ASIAWORLDVIEW – Non-Fungible Token atau NFT Clock by Pak bekerja sama dengan Julian Assange sempat mencuri perhatian. Titik di mana NFT melangkah keluar dari seni dan langsung masuk ke aktivisme.

Karya ini persis seperti namanya, sebuah timer digital langsung yang menghitung jumlah hari Assange ditahan. Ia diperbarui secara terus-menerus, mengubah waktu itu sendiri menjadi karya seni. Ide sederhana, pesan yang kuat.

NFT ini dijual seharga USD52,7 juta (sekitar 16.593 ETH) pada Februari 2022, bukan kepada pembeli tunggal melainkan kepada kolektif bernama AssangeDAO, kelompok terdesentralisasi yang dibentuk khusus untuk mendukung Assange.

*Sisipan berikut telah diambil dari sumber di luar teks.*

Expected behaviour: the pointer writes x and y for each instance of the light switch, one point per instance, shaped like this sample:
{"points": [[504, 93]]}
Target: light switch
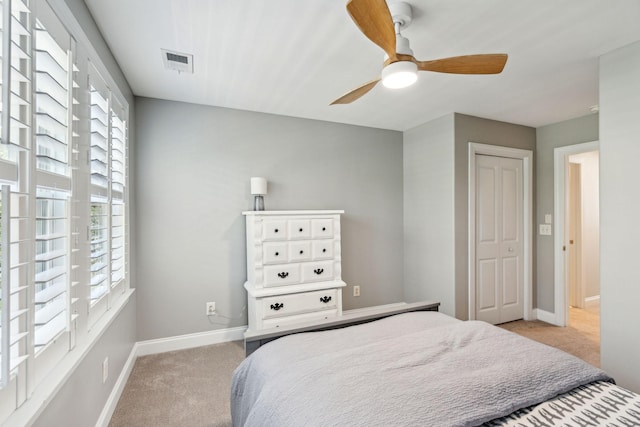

Baca Juga: Pasar NFT Kembali Bergeliat, Animoca Brands Akuisisi Somo Perluas Ekosistem Blockchain

Dana tersebut digunakan untuk pembelaan hukumnya, menjadikan ini salah satu dari sedikit NFT di mana pembeliannya juga merupakan pernyataan politik.

Clock unik bukanlah kelangkaan atau estetika, melainkan tujuannya. Kepemilikan di sini bukan tentang pamer kekayaan, melainkan mendukung suatu perjuangan.

Hingga 2026, NFT ini belum dijual kembali dan tidak berfungsi dalam pasar konvensional. Tidak ada harga dasar, tidak ada perdagangan aktif, hanya nilai simbolis. Kini, NFT ini lebih merupakan pernyataan yang beku dalam waktu daripada aset.